This week, we're finishing up counting and moving into probability. Be careful when deciding what counting technique to use for a problem. You should first see if you can break the problem into a sequence of tasks for which you can count the number of ways to perform each task. Then, applying the Fundamental Counting Principle, you
multiply the number of ways to do each task to get the total number of ways to do everything together. When deciding whether to use a permutation or a combination to count, you should ask yourself "Does order matter?". If the answer is yes, then you should use a permutation P(n, r). If order doesn't matter, use a combination C(n, r).
Last time I taught this course, I had a student ask about counting cards. The podcast This American Life has an interesting episode about card counting. You can listen to it
here. Listen to the podcast and tell me what you learned in the comments.

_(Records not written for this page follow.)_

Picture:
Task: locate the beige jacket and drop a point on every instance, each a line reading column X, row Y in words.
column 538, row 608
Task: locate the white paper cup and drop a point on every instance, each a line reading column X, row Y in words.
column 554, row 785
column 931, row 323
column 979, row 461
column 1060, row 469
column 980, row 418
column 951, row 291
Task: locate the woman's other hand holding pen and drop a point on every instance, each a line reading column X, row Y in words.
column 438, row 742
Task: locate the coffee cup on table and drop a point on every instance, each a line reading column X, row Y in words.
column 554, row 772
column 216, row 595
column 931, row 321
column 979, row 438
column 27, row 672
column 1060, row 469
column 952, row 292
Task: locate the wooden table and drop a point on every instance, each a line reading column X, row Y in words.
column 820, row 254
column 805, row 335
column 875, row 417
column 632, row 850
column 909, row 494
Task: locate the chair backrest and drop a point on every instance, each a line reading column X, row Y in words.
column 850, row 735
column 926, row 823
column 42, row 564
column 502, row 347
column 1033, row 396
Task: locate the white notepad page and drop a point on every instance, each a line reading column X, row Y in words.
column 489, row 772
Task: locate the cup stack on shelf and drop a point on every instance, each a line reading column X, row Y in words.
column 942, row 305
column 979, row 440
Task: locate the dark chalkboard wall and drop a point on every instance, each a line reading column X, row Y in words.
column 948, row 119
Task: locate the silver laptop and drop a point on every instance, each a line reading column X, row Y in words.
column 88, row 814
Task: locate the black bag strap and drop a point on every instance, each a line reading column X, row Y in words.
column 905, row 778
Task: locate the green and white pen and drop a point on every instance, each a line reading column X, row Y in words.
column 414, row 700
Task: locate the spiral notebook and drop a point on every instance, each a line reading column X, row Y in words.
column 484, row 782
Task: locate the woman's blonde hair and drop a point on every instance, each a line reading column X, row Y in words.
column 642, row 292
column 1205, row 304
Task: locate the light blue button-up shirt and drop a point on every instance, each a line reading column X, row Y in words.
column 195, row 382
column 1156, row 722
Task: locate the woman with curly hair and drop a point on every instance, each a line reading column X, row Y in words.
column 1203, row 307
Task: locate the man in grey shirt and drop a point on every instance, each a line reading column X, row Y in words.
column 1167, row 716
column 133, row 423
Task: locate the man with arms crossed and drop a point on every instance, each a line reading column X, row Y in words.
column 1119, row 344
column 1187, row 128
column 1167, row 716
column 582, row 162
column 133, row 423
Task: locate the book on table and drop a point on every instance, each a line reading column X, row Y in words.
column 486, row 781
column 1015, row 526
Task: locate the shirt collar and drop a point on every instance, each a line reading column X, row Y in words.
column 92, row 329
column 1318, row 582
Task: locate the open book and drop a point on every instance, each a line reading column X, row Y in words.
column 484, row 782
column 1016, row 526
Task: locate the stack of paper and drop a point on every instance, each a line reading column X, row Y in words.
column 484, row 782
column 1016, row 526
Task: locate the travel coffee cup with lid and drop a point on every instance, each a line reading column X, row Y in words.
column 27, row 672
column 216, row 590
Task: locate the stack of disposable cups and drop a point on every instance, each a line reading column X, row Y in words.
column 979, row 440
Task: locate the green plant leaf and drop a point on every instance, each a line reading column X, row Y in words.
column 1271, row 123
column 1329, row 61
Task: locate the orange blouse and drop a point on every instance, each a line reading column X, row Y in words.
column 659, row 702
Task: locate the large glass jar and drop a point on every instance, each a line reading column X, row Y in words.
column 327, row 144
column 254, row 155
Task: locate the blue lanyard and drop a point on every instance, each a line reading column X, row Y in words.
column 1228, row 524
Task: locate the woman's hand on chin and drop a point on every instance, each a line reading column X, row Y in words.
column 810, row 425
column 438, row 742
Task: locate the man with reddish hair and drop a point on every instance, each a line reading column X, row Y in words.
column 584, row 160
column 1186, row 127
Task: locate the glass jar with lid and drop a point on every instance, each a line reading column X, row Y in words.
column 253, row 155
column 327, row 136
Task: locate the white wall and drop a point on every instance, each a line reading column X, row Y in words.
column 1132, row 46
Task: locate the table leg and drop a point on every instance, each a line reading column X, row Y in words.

Now, we're going to apply our counting skills to find probabilities. On Tuesday, we talked about sample spaces and events. Remember that the sample space is the list of
all possible outcomes of a random experiment. The probability of an event is the proportion of times that event is expected to occur in a long sequence of repetitions of a random process. We looked at an app that models this for the probability of flipping heads when you flip one coin. The
Binomial Coin Experiment App allows you to change the number of coins being flipped and calculates the number of faces showing heads on each flip. Click on the link and play around with the app. Try flipping 3 coins (change to n=3 and leave p=0.50) and let the app run for 10000 flips. The table to the right gives the probability of getting 0, 1, 2, or 3 heads under the "Dist" column and also displays the empirical probabilities under the "Data" column. Are these numbers close after 10,000 flips? How did they compute those probabilities?